İri gazetenin amiral kaptanlığını bıraktığı günden bu yana yazılarının ayarı kaçan Ertuğrul Özkök “Mobilyaperestlik” başlıklı yazısına GENÇ’in Temmuz 2011 kapağını taşıdı. Bilvesile biz de kendimizin ne olduğunu öğrendik: “Müslüman kesimin “Genç” isimli dergisi…” Aslında yazı Nureddin Yıldız Hocaefendi’nin tespitlerini tartışıyor. Bizim kapağımızı, o görsel ve ifade ile ne dediğimizi bile anlama ihtiyacı hissetmeden yazısının ortasına yerleştiren Özkök, başörtülü kızların hayata daha çok katılmalarına ilişkin akıl yürütmelerde bulunuyor. Söylediklerinin merceğinden kapağımıza bakılmasının ilginç olacağını ifade ediyor. Ortada bir ilginçlik olduğu kesin. Ama bu Özkök’ün ifade ettiği midir, bilinmez. Nureddin Yıldız’ın isminin Nureddin Yılmaz olması, kapak tarihimizin Temmuz 2001 diye verilmesi gibi basit maddi hataları geçelim. Ama şunu geçemeyiz: Artık jübile planları yapan bu köşe yazarı beyefendinin sözleri eşsiz bir ruh haline işaret ediyor. Nasıl bir ruh hali diye sormayın ve Alev Alatlı’nın yeni çıkacak “Beyaz Türkler Küstüler” başlıklı kitabını alıp okuyun.
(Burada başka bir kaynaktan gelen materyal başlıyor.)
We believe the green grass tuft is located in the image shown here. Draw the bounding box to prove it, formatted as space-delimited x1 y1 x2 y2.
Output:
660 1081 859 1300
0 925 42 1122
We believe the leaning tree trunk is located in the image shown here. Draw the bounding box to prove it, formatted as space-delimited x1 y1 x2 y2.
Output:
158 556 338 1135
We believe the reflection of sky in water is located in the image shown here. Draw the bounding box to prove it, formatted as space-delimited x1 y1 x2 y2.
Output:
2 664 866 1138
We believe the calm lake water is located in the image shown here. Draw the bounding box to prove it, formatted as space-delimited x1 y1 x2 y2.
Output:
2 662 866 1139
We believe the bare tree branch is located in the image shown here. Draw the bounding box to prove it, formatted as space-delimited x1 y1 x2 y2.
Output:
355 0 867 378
Alatlı bu kitapta paçozluk adını verdiği yeni bir kavrama yer veriyor ve bir röportajında paçozluğu şöyle tarif ediyor: “Paçoz, kendi çıkarları için her yolu mübah sayan, küstah, beş para etmez, sokak kurnazı, zevzek, müptezel, basmakalıp, palavracı, rüküş, hoyrat, içtensiz, pespaye, nekes, terbiyesiz, aşağılık, ahlaksız, kalleş. Dostoyevski ‘Puşlost’ (Poshlost) der. Topluma musallat olan, iblis ayarlı, paçozluktur, Puşlost. İşte kitap paçozluğun hikayesi. Puşlost tüm bu kavramları içinde toplayan tanımlama. Bizde de Ömer Seyfettin’in Efruz Bey tiplemesi, Nesin’in Zübük’ü kısmen buna yakındır. Ama benim ele aldığım paçozluk süreci Puşlost’a daha yakın ve korkum o ki, bu iblis Türkiye’ye yerleşmektedir. Paçozluğun dini, ırkı, sınıfı, cinsiyeti, ırkı yoktur ve giderek Türkiye’ye yerleşiyor.”
Bence GENÇ bir de paçozların iktidarını kapak yapmalı. O kapağın görselinde gönderdeki flamanın ne olacağını hiç tartışacağımızı düşünmüyorum.